The hotels are conjoined by an eight-floor terrace that holds the communal outdoor pool. Look over, from there, at what used to be, two floors below, a mere herb garden. Since October 2019 this has been replaced by a 450 square metre highly-productive farm set up with the help of a Thailand-based company led by a former French oil and gas executive, Regis Vincent. As well as farming tilapia and jade perch, greenery, including 84% of all the hotels’ salad leaves, are harvested, at least daily. “Diners really appreciate the pesticide-free taste, and colleagues similarly love having just-harvested bok choi, say, on buffets,” says Hanna.
Farm tours are available, on request, and I am yet again reminded how both hotels have always been at the forefront of thinking what guests might actually want. This is where, for instance, Singapore’s fascination with Italian cuisine started, with the 1987 opening of Prego – both hotels also open directly into one of Singapore’s signature shopping malls, Raffles city.
I was staying in the circular Stamford Crest, one of the 20 VIP-club rooms on the top floors of the 1,252-room Swissôtel. Somehow, the extremely experienced and jovial Guest Relations director, Eddy Tan, had found my arrival time and she was waiting as the hotel’s Mercedes S-Class pulled into the Stamford Road turning circle. We went in through what looked like a wall of glass doors. Inside, in the three-floor high marble-floored lobby, there was a long table for do-it-yourself check-in, and an alternative is the new smart-phone hyperlink check-in, developed inhouse here, that avoids having to download yet another app (“we are selling this innovation to other hotels,” Hanna tells me later).
Up at suite 6465, my mouth was open in amazement. This is a new concept, designed by Wilson, that allows spaces to be adapted for small meetings. My scarlet Smeg refrigerator, and matching Nespresso, for instance, would be equally at home were I hosting a gather of, say, 12 colleagues rather than leisurely enjoying an overnight leisure stay. I loved looking down at Singapore’s cricket pitch, far below.
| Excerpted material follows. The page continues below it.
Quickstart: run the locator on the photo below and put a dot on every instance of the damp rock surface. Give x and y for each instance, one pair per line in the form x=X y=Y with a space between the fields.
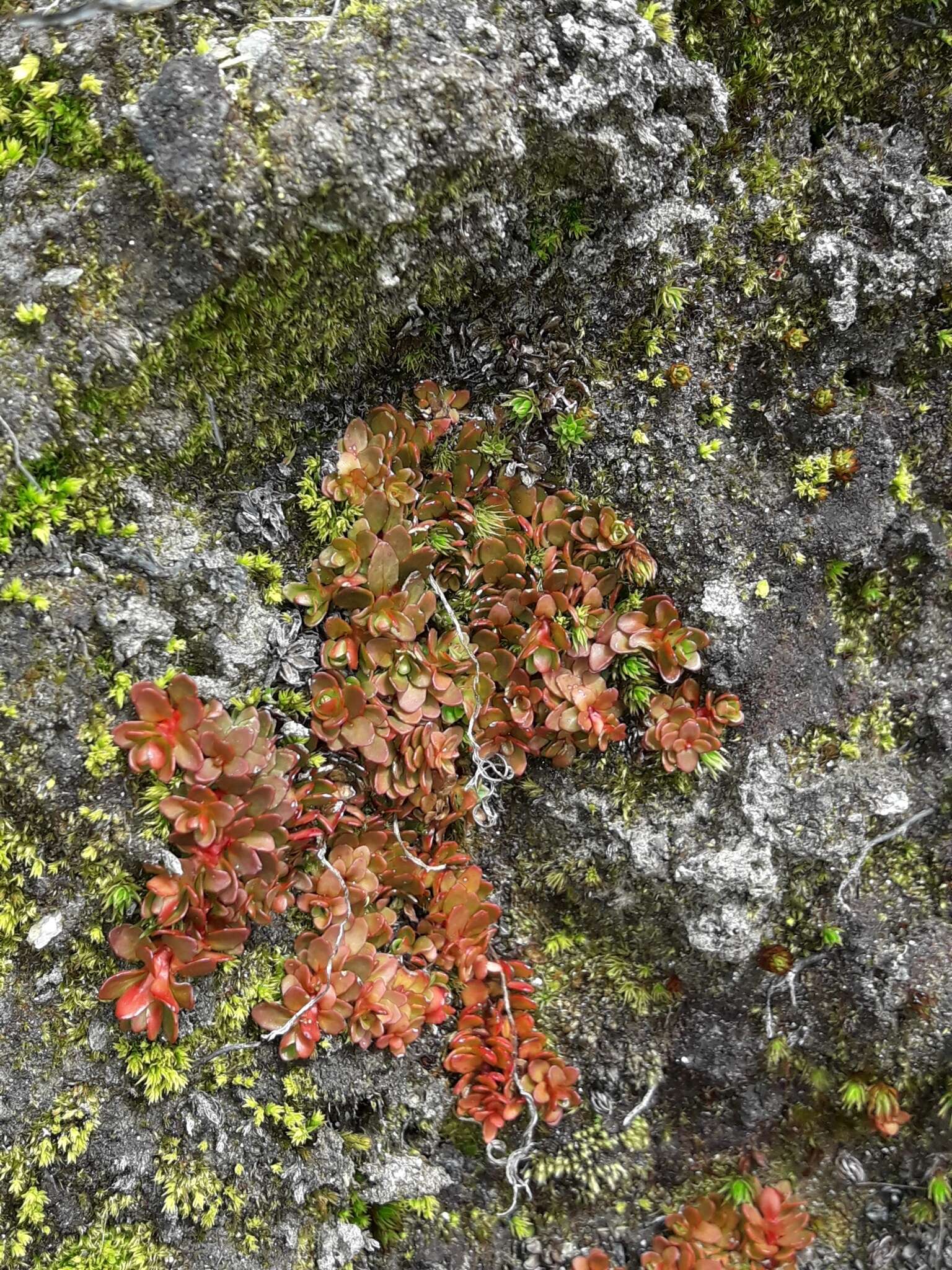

As well as outdoor tennis, and the pool, the complex has a serious LifeFitness gym, complemented by a 65th floor mini-gym. I did manage a few minutes’ pre-prandial workout there, before dinner on the 70th floor in the Michelin-starred, and Krug-accoladed, JAAN by Kirk Westaway (a Devon boy whose favourite childhood dishes include cottage pie with mashed potato). His menu is #ReinventingBritish – Simple Yet Complex.
My dinner was not, admittedly, heavy on the aquaponics farm output – will do better next time. That night it was goose mousse, Cornish turbot with English peas, and Eton Mess, a mélange of strawberries, broken meringue and masses of whipped cream always served at the annual Eton v. Harrow cricket match. I went English on the bubbly, passing Krug in favour of Nyetimber sparkling, followed by Australian, Barossa Valley, Rockford Basket Press Shiraz 2014.
Cleverly, you can gift food, or a stay, to a friend, or yourself. Buy a voucher, for the Willow Stream Spa, or dinner, or choose a monetary value: the hotel will deliver the gift-wrapped voucher, on check-in – or print it yourself, and email it over beforehand. This is being extended to near-supermarket facilities, with ordering online. Knowing how go-ahead this complex is, undoubtedly people will be buying aquaponics, a service combined with real-live service. In the morning, by the way, Eddy was there to see me off, and of course, the car was waiting. Innovation only works when paired with consistent service.